RFA Wave Ruler
RFA Wave Ruler (A390)
RFA Wave Ruler was built at BAE's Govan yard and launched in February 2001 and was commissioned in April 2003.
RFA Wave Ruler is one of the RFA’s first double hulled tankers, fitted with diesel electric drive and capable of 18 knots. With extensive aviation facilities and a large one-spot flight deck she is capable of supporting the Merlin helicopter for long periods of time. The crew is made up of 80 Royal Fleet Auxiliary personnel and around 20 Royal Navy personnel.
On Thursday the 14th of September 2006, RFA Wave Ruler swooped on a Caribbean drug smuggling boat - in one of the biggest interdiction operations of all time.
The tanker, supported by a Royal Navy Lynx helicopter, stopped up to five tonnes of cocaine - with an estimated street value of £500 million - thought to be heading for the streets of Europe and the UK.
The Caribbean drug runners scuppered their small fishing boat and set fire to their illicit cargo North East of the Barbados coast after a night-time chase.
Ten suspected smugglers were arrested by US Coast guard officers embarked on RFA Wave Ruler.
Wave Ruler's Commanding Officer, Captain William Tait, said:
"We're all delighted. This has been a highly successful operation against those who profit from the illegal drugs trade. The removal of this cocaine from the system will be a serious blow to the traffickers and prevent drugs from reaching the streets where they cause misery and crime.
"The role played by the US Coast Guard cannot be underestimated. They are the ones who face an unknown and possibly armed threat each time they go to board a vessel.
"My ship's company is very proud that they have prevented drugs worth millions and millions of pounds from reaching the streets. Their performance was exceptional and indicative of the commitment, training and dedication of Royal Fleet Auxiliary personnel operating in support of the UK Armed Forces and our allies. The RFA is proud to play its part in the continuing war on drugs."
The drama unfolded in the early hours of Sunday morning, September 10th.
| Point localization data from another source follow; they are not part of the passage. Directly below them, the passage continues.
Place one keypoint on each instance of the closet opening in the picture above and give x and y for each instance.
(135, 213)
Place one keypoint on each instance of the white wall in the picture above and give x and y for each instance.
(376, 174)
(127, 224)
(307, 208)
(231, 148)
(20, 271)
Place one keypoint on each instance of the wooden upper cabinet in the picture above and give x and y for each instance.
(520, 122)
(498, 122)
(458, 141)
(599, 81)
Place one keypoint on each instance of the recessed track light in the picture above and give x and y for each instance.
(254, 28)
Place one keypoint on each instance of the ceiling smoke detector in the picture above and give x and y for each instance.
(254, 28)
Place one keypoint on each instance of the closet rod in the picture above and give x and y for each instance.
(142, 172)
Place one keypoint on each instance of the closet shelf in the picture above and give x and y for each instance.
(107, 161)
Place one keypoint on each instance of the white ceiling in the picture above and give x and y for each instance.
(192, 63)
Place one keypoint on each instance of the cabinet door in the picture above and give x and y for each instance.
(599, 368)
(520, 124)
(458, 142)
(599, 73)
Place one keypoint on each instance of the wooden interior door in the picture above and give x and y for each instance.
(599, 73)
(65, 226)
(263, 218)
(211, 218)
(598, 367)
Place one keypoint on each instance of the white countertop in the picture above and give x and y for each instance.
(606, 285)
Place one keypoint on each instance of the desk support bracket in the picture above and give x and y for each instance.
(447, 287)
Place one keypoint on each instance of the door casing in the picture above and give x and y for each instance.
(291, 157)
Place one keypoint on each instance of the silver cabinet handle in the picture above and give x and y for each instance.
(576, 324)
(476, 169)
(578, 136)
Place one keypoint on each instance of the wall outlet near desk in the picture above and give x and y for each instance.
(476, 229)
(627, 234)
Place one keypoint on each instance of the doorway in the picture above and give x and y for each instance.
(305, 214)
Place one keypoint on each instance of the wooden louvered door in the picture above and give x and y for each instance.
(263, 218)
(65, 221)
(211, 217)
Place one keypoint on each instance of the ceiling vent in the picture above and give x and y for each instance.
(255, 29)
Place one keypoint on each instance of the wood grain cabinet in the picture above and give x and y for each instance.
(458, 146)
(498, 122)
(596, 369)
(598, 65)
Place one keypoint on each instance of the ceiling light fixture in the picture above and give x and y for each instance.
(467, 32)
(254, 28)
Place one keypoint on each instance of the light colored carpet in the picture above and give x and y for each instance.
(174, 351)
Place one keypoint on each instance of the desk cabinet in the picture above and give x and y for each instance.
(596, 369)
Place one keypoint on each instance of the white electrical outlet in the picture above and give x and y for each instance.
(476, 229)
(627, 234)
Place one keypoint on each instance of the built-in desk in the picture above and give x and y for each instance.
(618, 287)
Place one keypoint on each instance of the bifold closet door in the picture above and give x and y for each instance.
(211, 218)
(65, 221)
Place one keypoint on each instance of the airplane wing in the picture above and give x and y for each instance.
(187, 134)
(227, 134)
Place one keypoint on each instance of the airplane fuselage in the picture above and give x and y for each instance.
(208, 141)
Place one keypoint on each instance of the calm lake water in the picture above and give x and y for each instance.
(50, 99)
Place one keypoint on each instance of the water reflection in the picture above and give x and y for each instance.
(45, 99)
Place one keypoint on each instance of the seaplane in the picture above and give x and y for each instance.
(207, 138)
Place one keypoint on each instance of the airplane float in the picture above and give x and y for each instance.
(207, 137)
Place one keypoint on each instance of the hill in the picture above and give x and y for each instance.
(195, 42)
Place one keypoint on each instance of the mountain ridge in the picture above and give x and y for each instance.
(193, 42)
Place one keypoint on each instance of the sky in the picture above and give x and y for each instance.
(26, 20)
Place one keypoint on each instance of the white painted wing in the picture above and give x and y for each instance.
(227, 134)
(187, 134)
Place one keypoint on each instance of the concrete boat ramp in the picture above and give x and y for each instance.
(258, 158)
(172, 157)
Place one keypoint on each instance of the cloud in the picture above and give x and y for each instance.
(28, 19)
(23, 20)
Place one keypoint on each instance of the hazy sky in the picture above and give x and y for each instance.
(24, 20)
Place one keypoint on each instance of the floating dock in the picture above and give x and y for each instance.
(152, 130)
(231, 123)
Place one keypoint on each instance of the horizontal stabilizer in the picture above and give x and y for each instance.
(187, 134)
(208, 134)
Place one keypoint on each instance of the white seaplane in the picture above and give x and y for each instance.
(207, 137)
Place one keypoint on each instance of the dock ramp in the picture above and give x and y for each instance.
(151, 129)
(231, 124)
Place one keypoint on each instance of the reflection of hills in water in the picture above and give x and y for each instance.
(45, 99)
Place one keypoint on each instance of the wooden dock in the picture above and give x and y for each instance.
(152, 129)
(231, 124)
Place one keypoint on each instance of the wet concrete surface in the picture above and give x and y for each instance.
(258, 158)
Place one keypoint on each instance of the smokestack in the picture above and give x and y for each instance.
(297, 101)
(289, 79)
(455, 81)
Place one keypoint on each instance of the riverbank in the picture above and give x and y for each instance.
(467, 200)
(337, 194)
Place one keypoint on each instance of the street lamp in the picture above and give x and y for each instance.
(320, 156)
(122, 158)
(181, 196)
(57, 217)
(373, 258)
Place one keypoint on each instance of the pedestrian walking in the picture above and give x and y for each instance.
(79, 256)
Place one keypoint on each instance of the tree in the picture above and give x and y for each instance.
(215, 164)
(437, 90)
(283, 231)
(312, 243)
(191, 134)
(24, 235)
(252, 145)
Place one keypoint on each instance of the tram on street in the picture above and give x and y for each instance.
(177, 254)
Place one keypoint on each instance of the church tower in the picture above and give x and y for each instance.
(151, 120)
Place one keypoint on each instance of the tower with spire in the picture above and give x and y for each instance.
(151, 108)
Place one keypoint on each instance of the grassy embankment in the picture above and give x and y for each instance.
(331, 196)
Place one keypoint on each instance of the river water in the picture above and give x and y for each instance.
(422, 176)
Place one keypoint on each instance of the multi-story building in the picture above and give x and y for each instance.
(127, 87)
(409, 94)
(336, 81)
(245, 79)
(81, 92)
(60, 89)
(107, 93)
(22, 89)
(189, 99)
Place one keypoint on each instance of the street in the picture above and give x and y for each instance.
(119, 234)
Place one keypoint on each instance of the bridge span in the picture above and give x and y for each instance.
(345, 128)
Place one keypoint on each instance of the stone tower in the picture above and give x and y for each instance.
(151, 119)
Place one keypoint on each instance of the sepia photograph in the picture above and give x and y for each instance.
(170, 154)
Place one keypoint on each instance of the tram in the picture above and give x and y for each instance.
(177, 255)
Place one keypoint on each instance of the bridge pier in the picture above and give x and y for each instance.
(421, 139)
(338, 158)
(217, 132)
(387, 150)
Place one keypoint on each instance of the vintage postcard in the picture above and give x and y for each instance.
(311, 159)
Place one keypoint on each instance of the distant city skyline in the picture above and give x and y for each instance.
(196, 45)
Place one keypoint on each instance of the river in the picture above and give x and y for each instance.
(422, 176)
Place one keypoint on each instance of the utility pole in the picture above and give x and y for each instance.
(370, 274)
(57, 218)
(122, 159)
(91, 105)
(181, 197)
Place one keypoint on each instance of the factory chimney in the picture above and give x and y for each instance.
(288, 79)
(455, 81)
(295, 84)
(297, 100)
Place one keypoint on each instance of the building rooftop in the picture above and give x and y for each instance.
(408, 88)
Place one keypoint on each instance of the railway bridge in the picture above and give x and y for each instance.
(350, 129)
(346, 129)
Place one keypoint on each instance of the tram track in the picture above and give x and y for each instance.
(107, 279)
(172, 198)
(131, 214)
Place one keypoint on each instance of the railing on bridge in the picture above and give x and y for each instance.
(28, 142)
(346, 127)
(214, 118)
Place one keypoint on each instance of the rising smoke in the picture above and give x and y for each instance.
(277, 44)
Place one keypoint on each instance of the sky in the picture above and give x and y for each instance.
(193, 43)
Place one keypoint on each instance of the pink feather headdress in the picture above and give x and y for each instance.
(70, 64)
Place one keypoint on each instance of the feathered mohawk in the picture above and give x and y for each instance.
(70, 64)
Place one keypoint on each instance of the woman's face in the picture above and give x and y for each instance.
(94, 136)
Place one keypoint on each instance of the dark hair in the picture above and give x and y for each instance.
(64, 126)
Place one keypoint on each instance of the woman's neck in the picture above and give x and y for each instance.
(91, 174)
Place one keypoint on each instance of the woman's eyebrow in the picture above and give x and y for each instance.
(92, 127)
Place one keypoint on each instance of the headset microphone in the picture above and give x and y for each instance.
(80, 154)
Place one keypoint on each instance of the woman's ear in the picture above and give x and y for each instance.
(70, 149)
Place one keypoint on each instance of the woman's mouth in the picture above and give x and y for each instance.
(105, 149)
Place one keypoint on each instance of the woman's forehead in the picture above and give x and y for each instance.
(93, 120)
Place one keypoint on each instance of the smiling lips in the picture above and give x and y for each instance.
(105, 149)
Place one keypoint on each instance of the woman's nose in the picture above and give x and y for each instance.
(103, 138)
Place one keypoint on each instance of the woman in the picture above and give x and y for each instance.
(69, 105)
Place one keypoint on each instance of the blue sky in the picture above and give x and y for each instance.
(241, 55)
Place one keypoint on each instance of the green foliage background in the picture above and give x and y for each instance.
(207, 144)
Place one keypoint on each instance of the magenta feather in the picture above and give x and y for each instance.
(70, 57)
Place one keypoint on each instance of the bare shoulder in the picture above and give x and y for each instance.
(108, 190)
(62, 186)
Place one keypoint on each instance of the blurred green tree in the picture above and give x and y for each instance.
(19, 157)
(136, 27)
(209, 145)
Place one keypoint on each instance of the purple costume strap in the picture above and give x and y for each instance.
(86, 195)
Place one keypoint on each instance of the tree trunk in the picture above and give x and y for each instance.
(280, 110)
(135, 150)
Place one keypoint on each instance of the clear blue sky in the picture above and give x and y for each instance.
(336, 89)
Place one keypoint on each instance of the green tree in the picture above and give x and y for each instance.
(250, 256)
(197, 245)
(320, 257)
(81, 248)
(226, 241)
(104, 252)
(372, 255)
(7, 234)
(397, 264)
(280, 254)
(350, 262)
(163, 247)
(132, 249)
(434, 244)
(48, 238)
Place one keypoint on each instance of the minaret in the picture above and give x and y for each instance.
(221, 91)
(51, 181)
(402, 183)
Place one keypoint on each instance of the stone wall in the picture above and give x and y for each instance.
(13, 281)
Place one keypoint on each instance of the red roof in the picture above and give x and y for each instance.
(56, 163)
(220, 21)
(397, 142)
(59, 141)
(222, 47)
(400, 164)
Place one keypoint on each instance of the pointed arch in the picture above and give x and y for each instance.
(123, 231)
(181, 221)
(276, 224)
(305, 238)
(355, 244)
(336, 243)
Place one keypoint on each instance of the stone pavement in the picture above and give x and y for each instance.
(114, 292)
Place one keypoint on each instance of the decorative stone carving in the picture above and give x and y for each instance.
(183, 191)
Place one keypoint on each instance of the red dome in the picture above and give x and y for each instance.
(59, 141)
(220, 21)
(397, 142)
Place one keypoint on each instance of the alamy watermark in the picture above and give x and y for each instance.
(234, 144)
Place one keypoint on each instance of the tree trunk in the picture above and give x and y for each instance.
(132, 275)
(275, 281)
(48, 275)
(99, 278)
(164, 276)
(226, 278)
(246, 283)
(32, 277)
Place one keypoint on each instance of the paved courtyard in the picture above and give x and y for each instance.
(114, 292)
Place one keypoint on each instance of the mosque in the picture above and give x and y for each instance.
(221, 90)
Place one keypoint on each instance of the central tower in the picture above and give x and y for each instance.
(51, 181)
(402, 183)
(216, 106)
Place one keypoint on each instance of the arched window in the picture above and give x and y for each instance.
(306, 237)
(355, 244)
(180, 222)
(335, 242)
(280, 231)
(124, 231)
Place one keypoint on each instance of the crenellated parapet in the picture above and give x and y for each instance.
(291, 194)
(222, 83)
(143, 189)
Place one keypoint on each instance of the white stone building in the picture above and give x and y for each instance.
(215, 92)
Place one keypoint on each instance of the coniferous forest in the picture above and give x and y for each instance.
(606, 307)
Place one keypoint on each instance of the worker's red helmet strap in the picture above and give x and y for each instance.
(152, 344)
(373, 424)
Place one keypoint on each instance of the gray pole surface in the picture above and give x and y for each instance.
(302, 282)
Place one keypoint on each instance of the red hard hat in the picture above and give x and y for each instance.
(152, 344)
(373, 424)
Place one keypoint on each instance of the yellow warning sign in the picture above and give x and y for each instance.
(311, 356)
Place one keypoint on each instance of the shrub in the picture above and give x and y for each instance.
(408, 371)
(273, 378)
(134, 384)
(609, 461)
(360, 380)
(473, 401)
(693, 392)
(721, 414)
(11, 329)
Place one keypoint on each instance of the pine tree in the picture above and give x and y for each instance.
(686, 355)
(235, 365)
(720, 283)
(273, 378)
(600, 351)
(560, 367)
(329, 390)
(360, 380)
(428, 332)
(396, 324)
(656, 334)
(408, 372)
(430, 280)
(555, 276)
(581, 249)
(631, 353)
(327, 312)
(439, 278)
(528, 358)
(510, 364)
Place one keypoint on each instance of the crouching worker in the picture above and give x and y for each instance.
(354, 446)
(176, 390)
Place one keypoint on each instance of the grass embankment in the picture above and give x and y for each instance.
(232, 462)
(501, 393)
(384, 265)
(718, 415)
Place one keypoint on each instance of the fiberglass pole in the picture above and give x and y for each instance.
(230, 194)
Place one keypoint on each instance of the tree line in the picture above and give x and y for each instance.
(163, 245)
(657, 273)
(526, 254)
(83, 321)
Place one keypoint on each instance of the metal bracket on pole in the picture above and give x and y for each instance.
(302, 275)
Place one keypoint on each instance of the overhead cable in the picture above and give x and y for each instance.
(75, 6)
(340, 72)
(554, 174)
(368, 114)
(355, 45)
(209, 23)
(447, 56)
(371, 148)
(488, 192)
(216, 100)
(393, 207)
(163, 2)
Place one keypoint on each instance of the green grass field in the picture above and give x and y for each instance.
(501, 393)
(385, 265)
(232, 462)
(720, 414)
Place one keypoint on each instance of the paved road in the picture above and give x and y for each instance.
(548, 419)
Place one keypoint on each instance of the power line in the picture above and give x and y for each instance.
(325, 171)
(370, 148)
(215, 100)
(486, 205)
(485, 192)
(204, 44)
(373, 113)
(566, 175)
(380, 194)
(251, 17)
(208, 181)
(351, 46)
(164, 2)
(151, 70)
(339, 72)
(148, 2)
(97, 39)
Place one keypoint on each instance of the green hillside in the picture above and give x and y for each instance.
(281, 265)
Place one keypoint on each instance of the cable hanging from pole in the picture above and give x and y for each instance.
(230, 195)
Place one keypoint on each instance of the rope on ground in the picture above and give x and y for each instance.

At around 01.30 local time, the ship's eagle-eyed bridge team spotted a small, unlit vessel matching the position and behaviour of a suspected drug runner. The ship immediately went into a covert mode, shutting down all her lights to avoid detection.
When RFA Wave Ruler had closed the vessel sufficiently, she broke her covert stance and illuminated the fishing vessel with her signalling projector.
Almost immediately, the fishing vessel's crew set fire to their boat and within minutes the whole vessel was ablaze.
RFA Wave Ruler's crew then went into search and rescue mode, snatching all 10 of the fishing boat's crew, who had climbed into two smaller boats.
Much of the cargo was destroyed but cocaine with a street value of £65 million was recovered from the sea when it floated to the surface.
Defence Minister Lord Drayson said:
"Thanks to the crew of RFA Wave Ruler, this huge consignment of cocaine has been kept off the streets, potentially in the UK. Unstopped, these illegal drug runners might have contributed to the destruction of the lives of more young people and their families.
"The Royal Navy and Royal Fleet Auxiliary are working hard with international authorities in the Caribbean to stop illegal drug trafficking. This is yet another successful bust. My thanks go to RFA Wave Ruler."
RFA Wave Ruler ship details.
Length: 196.5 metres
Breadth: 28.25 metres
Draught: 9.97 metres
Displacement: 31,500 tonnes
Speed: 18 knots
Propulsion: Diesel electric drive 14MW electric propulsion motor, producing 27,200 bhp to a single shaft.